COURTESY OF KOIN 6 NEWS - Madaline Pitkin died at the Washington County Jail in 2014 days after being arrested in Tualatin for heroin possession. The county, facing a federal lawsuit from Pitkin's family, has accused its former jail healthcare provider of not providing her with proper medical attention.Attorneys for Washington County has asked a federal court to dismiss a $20 million lawsuit, which alleges the county did nothing to stop a 26-year-old Washington County woman from dying in the Washington County Jail.

Madaline Pitkin was arrested in 2014 and lodged in the Washington County Jail. She died in custody a week later from complications due to heroin addiction.

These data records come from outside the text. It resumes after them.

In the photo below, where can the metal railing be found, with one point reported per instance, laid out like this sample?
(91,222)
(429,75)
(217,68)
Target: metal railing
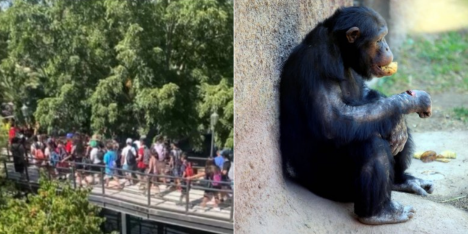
(149,181)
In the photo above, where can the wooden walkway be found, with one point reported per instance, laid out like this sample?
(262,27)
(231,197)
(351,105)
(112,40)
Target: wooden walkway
(166,202)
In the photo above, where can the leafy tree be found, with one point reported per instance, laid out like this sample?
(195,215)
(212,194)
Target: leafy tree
(49,211)
(121,67)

In November, Pitkin's parents filed a lawsuit claiming that Pitkin had requested help from medical staff at the jail several times, but was never treated for her withdrawal symptoms.

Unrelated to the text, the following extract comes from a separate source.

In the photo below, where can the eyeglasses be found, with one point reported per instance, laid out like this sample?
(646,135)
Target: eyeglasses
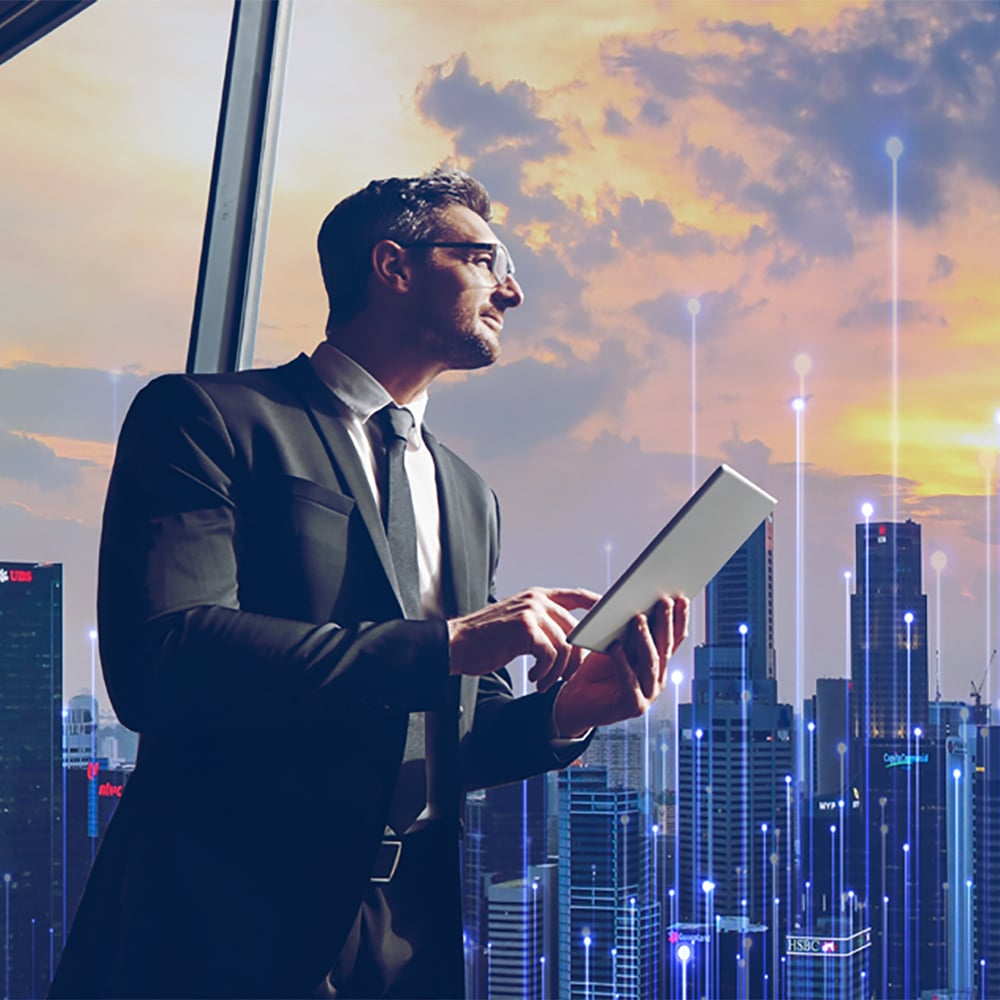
(501,264)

In February, the county filed a response to the lawsuit, denying many of its key claims.

The lawsuit — which names Washington County Sheriff Pat Garrett, former jail health care provider Corizon Health and several Corizon doctors and nurses as defendants — alleges that medical staff at the jail did nothing despite Pitkin's repeated requests for help while she detoxed from a heroin addiction.

Pitkin was found dead in her cell on April 28, 2014, after seven days in the Washington County Jail.

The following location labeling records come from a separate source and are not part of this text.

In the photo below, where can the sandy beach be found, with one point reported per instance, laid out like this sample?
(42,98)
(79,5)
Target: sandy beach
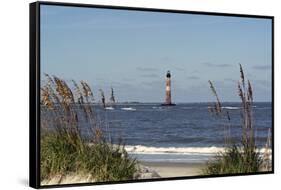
(168,169)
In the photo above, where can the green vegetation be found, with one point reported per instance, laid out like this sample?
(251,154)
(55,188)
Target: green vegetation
(64,150)
(243,157)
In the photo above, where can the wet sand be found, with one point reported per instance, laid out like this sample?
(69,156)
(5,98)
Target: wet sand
(168,169)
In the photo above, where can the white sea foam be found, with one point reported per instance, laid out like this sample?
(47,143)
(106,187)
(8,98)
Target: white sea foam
(109,108)
(129,109)
(230,108)
(140,149)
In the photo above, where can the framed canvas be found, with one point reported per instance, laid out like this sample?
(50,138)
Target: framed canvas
(123,94)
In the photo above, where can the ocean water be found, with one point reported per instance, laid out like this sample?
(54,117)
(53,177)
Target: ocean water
(186,132)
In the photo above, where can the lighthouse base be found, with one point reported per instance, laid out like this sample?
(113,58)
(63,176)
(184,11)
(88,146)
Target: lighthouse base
(168,104)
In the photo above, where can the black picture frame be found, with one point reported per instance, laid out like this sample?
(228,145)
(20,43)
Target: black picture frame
(34,90)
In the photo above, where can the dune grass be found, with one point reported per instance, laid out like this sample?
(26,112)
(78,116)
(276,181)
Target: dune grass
(64,150)
(242,157)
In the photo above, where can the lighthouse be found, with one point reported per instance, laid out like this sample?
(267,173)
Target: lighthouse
(168,99)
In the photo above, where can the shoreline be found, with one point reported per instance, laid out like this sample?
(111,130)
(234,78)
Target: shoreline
(172,169)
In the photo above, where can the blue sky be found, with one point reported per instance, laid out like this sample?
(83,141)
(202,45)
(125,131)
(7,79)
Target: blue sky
(132,50)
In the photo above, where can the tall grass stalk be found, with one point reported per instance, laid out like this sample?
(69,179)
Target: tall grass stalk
(65,147)
(242,157)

Corizon is the nation's largest privately held prison healthcare contractor. Washington County had contracted with Corizon for medical services since it opened the jail in 1998, but switched providers after Pitkins' death.

Pitkin was arrested by Tualatin police on April 16, 2014 for unlawful possession of heroin. She was booked into the Washington County Jail in Hillsboro and told jail staff that she recently taken heroin and was experiencing withdrawal. A nurse told Pitkin that she would need to fill out a medical request form in order to communicate with the jail's medical staff.

Over the next seven days, Pitkin submitted at least four health care request forms seeking help, the lawsuit claims, but none ever resulted in an exam, evaluation or any other contact with medical staff.

By her fifth day in jail, April 21, the lawsuit claimed that Pitkin was unable to walk more than a few feet at a time, and would squat on the floor when waiting in line. The following day, she filled out a fourth request for medical help.

"I feel like I am very close to death," she wrote. "Can't hear, seeing lights, hearing voices. Please help me."

Deputies at the jail were also concerned about Pitkin's health, according to the lawsuit. The day before Pitkin died, a deputy in the jail made multiple calls to medical staff asking that they examine Pitkin, and brought her to Corizon staff to get her treated. According to the lawsuit, Corizon's only doctor in the jail had been fired earlier that day and there was no one available to examine her.

When a nurse went to check on Pitkin the following day, they found her lying on the floor, twitching. Fluied leaked from her nose and mouth. She died at the scene.

An investigation into Pitkin's death found no criminal wrongdoing, though the county did find that Corizon failed to staff the jail with a registered nurse 20 percent of the time they were required to.

In its written response filed Feb. 17, the county denied that Pitkin appeared to be weak on surveillance footage, saying that the video would speak for itself.